The File Server maintains a host current protection subgroup (host CPS) for each client machine from which it has received a data access request. Like the CPS for a user, a host CPS lists all of the Protection Database groups to which the machine belongs, and the File Server compares the host CPS to a directory's ACL to determine in what manner users on the machine are authorized to access the directory's contents. When the pts adduser or pts removeuser command is used to change the groups to which a machine belongs, the File Server must recompute the machine's host CPS in order to notice the change. By default, the File Server contacts the Protection Server every two hours to recompute host CPSs, implying that it can take that long for changed group memberships to become effective. To change this frequency, use the -hr argument.
The File Server stores volumes in partitions. A partition is a filesystem or directory on the server machine that is named "/vicepX" or "/vicepXX" where XX is ``a'' through ``z'' or ``aa'' though ``iv''. Up to 255 partitions are allowed. The File Server expects that the /vicepXX directories are each on a dedicated filesystem. The File Server will only use a /vicepXX if it's a mountpoint for another filesystem, unless the file "/vicepXX/AlwaysAttach" exists. The data in the partition is a special format that can only be access using OpenAFS commands or an OpenAFS client.
The File Server generates the following message when a partition is nearly full:
No space left on device
This command does not use the syntax conventions of the AFS command suites. Provide the command name and all option names in full.
Do not specify both the -spare and -pctspare arguments. Doing so causes the File Server to exit, leaving an error message in the /var/log/openafs/FileLog file.
Options that are available only on some system types, such as the -m and -lock options, appear in the output generated by the -help option only on the relevant system type.
Currently, the maximum size of a volume is 2 terabytes (2^31 bytes) and the maximum size of a /vicepX partition on a fileserver is 2^64 kilobytes. The maximum partition size in releases 1.4.7 and earlier is 2 terabytes (2^31 bytes). The maximum partition size for 1.5.x releases 1.5.34 and earlier is 2 terabytes as well.
The maximum number of directory entries is 64,000 if all of the entries have names that are 15 octets or less in length. A name that is 15 octets long requires the use of only one block in the directory. Additional sequential blocks are required to store entries with names that are longer than 15 octets. Each additional block provides an additional length of 32 octets for the name of the entry. Note that if file names use an encoding like UTF-8, a single character may be encoded into multiple octets.
In real world use, the maximum number of objects in an AFS directory is usually between 16,000 and 25,000, depending on the average name length.
The maximum number of threads can differ in each release of OpenAFS. Consult the OpenAFS Release Notes for the current release.

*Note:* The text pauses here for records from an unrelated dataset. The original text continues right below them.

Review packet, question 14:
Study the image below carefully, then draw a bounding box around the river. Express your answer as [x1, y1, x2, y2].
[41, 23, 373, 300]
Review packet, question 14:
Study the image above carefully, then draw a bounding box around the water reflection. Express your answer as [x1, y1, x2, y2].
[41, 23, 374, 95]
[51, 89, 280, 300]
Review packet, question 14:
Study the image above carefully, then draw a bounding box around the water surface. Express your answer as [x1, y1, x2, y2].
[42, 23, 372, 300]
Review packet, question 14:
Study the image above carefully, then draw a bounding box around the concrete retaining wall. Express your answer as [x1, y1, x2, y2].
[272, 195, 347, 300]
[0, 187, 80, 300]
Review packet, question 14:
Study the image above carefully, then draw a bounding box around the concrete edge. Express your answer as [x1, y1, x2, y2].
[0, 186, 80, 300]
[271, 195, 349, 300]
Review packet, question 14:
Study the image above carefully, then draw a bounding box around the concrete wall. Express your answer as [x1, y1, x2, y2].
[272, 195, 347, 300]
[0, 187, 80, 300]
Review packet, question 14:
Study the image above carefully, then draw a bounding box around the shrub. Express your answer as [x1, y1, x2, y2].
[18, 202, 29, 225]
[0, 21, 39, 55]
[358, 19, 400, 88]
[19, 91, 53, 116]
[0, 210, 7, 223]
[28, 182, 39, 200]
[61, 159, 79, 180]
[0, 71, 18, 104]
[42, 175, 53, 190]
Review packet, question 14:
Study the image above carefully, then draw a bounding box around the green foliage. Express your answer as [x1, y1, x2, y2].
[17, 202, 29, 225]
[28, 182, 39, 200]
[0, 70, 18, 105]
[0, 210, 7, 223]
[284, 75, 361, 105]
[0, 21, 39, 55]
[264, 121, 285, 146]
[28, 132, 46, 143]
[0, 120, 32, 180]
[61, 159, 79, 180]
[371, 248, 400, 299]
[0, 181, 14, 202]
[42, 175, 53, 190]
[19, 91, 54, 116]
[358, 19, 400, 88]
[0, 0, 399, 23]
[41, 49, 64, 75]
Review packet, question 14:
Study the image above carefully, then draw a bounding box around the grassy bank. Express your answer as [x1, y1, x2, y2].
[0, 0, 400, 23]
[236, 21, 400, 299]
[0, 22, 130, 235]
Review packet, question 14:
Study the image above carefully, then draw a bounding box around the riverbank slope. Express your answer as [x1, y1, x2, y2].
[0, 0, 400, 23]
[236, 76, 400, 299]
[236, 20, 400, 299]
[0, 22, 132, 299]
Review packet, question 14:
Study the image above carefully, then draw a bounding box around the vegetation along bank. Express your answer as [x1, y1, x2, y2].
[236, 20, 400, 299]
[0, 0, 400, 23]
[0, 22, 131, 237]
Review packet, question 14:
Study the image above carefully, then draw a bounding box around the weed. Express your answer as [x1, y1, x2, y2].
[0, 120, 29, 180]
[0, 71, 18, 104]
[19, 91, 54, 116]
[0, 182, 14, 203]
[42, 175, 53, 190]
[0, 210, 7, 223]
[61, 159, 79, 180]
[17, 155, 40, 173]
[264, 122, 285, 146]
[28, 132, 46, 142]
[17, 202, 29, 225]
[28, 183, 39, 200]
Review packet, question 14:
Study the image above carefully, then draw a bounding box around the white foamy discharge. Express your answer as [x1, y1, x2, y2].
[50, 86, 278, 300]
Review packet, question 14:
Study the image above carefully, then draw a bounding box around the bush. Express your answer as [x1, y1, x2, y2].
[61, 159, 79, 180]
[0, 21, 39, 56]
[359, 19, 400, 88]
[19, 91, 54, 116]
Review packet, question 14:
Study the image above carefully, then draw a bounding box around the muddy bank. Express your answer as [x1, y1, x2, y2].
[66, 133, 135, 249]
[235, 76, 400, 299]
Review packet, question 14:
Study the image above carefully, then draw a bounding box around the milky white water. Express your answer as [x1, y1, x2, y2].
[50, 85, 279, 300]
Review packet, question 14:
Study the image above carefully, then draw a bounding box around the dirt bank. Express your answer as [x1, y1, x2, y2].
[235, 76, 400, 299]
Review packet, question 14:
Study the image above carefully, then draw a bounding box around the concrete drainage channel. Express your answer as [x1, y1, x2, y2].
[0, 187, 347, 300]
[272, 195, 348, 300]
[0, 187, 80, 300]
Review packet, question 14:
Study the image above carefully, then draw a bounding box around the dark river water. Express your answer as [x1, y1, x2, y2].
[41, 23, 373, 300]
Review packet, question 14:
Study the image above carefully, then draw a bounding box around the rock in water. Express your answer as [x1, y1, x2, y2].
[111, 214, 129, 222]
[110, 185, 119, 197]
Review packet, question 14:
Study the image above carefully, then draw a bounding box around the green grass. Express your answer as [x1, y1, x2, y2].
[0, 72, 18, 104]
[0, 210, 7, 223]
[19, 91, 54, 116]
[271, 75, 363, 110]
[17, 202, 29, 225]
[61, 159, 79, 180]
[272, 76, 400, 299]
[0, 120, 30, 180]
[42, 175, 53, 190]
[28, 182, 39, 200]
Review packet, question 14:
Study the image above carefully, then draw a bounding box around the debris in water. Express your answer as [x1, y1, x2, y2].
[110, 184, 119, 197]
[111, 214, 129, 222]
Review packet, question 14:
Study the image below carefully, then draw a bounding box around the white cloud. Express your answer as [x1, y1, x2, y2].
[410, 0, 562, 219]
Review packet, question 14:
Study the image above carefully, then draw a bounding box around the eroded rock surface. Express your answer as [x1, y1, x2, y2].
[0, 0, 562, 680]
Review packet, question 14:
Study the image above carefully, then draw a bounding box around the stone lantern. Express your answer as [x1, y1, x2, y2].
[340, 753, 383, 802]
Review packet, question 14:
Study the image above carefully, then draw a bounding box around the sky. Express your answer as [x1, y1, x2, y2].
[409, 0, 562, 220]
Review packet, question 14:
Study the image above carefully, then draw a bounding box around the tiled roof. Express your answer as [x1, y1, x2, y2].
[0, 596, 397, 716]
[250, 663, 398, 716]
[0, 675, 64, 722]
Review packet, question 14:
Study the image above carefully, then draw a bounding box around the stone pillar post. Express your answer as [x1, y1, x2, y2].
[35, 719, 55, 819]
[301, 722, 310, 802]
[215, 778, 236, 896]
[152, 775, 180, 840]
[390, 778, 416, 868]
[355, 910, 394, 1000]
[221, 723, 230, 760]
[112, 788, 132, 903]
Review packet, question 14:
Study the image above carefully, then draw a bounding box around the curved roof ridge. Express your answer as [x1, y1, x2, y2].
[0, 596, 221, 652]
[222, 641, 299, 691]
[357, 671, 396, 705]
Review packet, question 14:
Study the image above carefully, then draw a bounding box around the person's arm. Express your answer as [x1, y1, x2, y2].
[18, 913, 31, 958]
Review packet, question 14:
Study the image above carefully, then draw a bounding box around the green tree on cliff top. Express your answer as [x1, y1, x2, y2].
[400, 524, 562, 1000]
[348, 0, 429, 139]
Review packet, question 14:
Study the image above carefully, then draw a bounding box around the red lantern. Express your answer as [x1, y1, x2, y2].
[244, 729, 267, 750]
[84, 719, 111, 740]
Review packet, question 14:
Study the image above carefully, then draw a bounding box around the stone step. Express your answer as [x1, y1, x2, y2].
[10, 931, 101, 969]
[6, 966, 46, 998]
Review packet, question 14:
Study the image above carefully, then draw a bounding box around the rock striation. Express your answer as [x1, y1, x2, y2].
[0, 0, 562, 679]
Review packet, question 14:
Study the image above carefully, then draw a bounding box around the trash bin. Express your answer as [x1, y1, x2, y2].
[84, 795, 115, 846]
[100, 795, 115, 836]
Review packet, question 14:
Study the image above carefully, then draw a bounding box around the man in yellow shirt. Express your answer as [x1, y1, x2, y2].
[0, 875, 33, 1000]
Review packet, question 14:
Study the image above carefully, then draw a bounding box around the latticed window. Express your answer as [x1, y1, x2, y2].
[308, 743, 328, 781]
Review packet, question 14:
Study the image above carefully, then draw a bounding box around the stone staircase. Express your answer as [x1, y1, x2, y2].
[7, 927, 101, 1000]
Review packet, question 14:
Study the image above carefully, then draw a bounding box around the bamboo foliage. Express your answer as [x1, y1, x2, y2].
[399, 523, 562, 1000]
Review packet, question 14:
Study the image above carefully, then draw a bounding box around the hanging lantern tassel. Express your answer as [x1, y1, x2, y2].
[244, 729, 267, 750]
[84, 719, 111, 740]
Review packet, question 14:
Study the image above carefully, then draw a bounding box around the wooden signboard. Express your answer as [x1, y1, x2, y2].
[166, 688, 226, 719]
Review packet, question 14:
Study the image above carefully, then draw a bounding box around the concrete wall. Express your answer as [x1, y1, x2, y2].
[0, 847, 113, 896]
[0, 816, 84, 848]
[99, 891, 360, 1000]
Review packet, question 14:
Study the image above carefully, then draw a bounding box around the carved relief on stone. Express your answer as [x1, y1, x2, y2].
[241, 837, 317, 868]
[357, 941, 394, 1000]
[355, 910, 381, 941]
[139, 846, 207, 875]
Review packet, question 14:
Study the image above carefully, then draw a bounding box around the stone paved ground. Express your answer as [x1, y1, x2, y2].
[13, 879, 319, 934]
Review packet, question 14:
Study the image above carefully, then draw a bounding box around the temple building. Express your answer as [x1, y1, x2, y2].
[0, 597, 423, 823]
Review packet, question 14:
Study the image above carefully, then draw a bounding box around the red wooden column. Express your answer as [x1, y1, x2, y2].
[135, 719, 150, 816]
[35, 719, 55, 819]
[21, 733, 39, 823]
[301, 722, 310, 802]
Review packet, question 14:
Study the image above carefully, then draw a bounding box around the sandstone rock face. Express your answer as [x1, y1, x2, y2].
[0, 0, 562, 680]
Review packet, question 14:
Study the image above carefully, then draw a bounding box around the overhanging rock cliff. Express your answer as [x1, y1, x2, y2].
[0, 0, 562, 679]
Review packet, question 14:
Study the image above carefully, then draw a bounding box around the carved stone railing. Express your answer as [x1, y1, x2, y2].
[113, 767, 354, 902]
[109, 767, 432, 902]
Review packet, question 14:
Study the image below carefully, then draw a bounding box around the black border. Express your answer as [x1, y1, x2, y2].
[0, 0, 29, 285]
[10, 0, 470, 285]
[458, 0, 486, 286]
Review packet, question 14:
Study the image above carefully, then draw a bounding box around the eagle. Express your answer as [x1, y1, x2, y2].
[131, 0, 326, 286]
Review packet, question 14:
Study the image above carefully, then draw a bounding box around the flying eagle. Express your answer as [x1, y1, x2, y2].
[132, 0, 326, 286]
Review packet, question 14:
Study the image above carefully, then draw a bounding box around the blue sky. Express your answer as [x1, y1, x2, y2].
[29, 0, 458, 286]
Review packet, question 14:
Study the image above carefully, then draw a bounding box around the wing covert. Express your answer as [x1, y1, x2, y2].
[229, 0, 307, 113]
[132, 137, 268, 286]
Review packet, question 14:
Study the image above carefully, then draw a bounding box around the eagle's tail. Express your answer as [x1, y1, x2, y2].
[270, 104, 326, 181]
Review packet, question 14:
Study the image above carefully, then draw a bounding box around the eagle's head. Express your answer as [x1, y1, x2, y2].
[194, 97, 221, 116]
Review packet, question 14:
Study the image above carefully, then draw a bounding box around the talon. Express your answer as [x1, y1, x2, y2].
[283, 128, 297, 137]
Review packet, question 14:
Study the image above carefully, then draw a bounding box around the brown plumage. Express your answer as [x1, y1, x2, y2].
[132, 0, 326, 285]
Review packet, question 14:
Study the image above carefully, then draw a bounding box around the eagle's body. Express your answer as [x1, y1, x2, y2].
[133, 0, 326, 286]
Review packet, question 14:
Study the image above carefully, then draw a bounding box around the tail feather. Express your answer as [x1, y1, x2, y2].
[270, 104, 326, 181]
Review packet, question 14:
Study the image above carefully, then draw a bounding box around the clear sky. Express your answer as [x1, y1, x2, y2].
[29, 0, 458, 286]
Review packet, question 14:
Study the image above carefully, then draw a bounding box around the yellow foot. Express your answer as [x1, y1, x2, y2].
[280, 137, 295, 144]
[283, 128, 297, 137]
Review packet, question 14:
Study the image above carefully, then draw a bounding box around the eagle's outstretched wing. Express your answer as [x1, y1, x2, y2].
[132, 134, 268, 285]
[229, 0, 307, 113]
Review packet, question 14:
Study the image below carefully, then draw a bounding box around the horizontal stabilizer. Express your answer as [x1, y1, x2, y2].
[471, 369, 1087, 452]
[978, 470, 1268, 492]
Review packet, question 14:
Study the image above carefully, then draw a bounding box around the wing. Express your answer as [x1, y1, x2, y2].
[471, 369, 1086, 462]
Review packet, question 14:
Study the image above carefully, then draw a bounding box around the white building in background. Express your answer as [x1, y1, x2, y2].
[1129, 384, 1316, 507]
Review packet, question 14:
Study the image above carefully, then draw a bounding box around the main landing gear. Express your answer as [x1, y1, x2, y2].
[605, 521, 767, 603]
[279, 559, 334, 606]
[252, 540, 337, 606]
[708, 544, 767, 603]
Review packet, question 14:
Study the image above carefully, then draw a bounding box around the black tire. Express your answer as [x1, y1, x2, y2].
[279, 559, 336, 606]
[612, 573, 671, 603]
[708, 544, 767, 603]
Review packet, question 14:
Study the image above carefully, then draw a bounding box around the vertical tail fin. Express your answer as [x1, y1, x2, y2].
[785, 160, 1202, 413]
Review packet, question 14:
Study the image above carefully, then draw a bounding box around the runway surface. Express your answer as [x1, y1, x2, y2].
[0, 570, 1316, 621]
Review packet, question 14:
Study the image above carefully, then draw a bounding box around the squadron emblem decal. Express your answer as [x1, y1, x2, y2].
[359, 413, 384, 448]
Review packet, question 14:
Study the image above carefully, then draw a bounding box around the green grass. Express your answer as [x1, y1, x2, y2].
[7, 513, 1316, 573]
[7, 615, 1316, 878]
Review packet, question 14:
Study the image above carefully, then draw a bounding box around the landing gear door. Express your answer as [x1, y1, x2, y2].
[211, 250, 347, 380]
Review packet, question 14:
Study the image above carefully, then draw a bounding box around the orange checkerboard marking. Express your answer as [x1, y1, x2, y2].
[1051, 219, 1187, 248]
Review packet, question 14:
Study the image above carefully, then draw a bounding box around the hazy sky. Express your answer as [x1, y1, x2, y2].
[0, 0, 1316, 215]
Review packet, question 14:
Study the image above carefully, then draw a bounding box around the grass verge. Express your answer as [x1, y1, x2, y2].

File Server is running at I<time>.
The throttling behaviour can cause issues especially for some versions of the Windows OpenAFS client. When using Windows Explorer to navigate the AFS directory tree, directories with only ``look'' access for the current user may load more slowly because of the throttling. This is because the Windows OpenAFS client sends FetchStatus calls one at a time instead of in bulk like the Unix Open AFS client.
Setting the threshold to 0 disables the throttling behavior. This option is available in OpenAFS versions 1.4.1 and later.
% bos create -server fs2.abc.com -instance fs -type fs \ -cmd "/usr/lib/openafs/fileserver -pctspare 10 \ -L" /usr/lib/openafs/volserver /usr/lib/openafs/salvager
Process Signal OS Result --------------------------------------------------------------------- File Server XCPU Unix Prints a list of client IP Addresses. File Server USR2 Windows Prints a list of client IP Addresses. File Server POLL HPUX Prints a list of client IP Addresses. Any server TSTP Any Increases Debug level by a power of 5 -- 1,5,25,125, etc. This has the same effect as the -d XXX command-line option. Any Server HUP Any Resets Debug level to 0 File Server TERM Any Run minor instrumentation over the list of descriptors. Other Servers TERM Any Causes the process to quit. File Server QUIT Any Causes the File Server to Quit. Bos Server knows this.
The basic metric of whether an AFS file server is doing well is the number of connections waiting for a thread, which can be found by running the following command:
% rxdebug <server> | grep waiting_for | wc -l
Each line returned by "rxdebug" that contains the text ``waiting_for'' represents a connection that's waiting for a file server thread.
If the blocked connection count is ever above 0, the server is having problems replying to clients in a timely fashion. If it gets above 10, roughly, there will be noticable slowness by the user. The total number of connections is a mostly irrelevant number that goes essentially monotonically for as long as the server has been running and then goes back down to zero when it's restarted.
The most common cause of blocked connections rising on a server is some process somewhere performing an abnormal number of accesses to that server and its volumes. If multiple servers have a blocked connection count, the most likely explanation is that there is a volume replicated between those servers that is absorbing an abnormally high access rate.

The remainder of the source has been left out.